É relevante destacar que produtos semelhantes poderiam ser classificados em outras posições da NCM, dependendo de suas características específicas:

  • Posição 04.04: Se o componente lácteo fosse predominante, poderia ser classificado como derivado de leite;
  • Posição 15.17: Se a gordura vegetal fosse o componente principal sem outros ingredientes significativos, poderia ser classificado como margarina ou outras misturas de gorduras;
  • Posição 19.01: Preparações alimentícias de farinhas, amidos, etc., o que não é o caso do produto em questão;
  • Posição 38.24: Se não tivesse finalidade alimentícia, poderia ser classificado como produto químico.

A classificação na posição 21.06 foi determinada por ser uma preparação alimentícia que não encontra enquadramento mais específico nas outras posições da NCM, aplicando-se o princípio residual desta posição.

Impactos Práticos para o Setor Alimentício

A correta classificação na NCM 2106.90.90 tem diversas implicações práticas para as empresas do setor:

  1. Tributação: Diferentes alíquotas de impostos (II, IPI, PIS/COFINS) podem incidir dependendo da classificação;
  2. Processos de importação: A classificação determina procedimentos específicos de desembaraço aduaneiro;
  3. Requisitos regulatórios: Produtos classificados nesta posição estão sujeitos à fiscalização da ANVISA e do MAPA;
  4. Contratos comerciais: A classificação fiscal impacta acordos de fornecimento e contratos internacionais;
  5. Regimes tributários especiais: Possibilidade de enquadramento em regimes como drawback, dependendo da utilização.

Orientações para Classificação Adequada

Para empresas que precisam classificar preparações alimentícias compostas na NCM 2106.90.90, recomenda-se:

  1. Documentar detalhadamente a composição do produto, com percentuais de cada ingrediente;
  2. Esclarecer a função tecnológica de cada componente na formulação;
  3. Especificar o processo produtivo e a finalidade do produto;
  4. Consultar as Notas Explicativas do Sistema Harmonizado para verificar exemplos e exclusões;
  5. Em caso de dúvida persistente, considerar solicitar uma Consulta formal à Receita Federal.

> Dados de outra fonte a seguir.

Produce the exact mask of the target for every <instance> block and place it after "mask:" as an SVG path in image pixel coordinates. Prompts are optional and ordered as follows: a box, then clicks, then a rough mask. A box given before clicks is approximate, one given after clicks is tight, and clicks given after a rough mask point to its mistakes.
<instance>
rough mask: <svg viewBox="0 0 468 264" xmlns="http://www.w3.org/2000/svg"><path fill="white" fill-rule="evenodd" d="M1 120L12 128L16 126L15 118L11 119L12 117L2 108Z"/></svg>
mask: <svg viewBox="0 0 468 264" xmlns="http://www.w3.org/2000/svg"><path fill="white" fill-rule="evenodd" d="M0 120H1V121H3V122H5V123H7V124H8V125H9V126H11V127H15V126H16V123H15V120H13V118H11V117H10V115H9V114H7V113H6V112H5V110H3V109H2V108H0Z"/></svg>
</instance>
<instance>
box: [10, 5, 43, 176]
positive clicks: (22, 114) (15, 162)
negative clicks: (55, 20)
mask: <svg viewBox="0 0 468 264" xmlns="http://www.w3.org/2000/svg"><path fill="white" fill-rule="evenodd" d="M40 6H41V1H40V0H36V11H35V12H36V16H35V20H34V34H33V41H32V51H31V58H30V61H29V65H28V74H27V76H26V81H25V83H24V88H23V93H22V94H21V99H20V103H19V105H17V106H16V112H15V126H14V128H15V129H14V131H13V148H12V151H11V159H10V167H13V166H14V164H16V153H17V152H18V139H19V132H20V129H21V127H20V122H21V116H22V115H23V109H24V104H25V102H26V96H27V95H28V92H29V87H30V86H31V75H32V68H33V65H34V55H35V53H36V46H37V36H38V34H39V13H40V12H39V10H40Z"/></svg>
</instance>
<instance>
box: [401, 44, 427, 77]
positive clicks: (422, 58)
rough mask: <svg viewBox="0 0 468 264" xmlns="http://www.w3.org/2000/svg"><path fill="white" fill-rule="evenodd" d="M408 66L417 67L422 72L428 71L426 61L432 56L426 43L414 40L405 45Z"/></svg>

É importante ressaltar que a classificação fiscal é uma atividade técnica que demanda conhecimento específico tanto da mercadoria quanto das regras de interpretação da NCM. Erros de classificação podem resultar em penalidades, além de possíveis atrasos em processos de importação ou exportação.

A verificação da Solução de Consulta original no site da Receita Federal é recomendada para obter informações adicionais e garantir a aplicação correta dos critérios de classificação.

Considerações Finais

A classificação de preparações alimentícias na NCM 2106.90.90 é relativamente comum para produtos que servem como insumos na indústria alimentícia e que não encontram enquadramento mais específico. No entanto, cada caso deve ser analisado individualmente, considerando a composição exata, finalidade e características do produto.

As empresas devem manter-se atualizadas sobre possíveis alterações na legislação que possam impactar a classificação fiscal de seus produtos, bem como consultar especialistas quando necessário para garantir o correto enquadramento.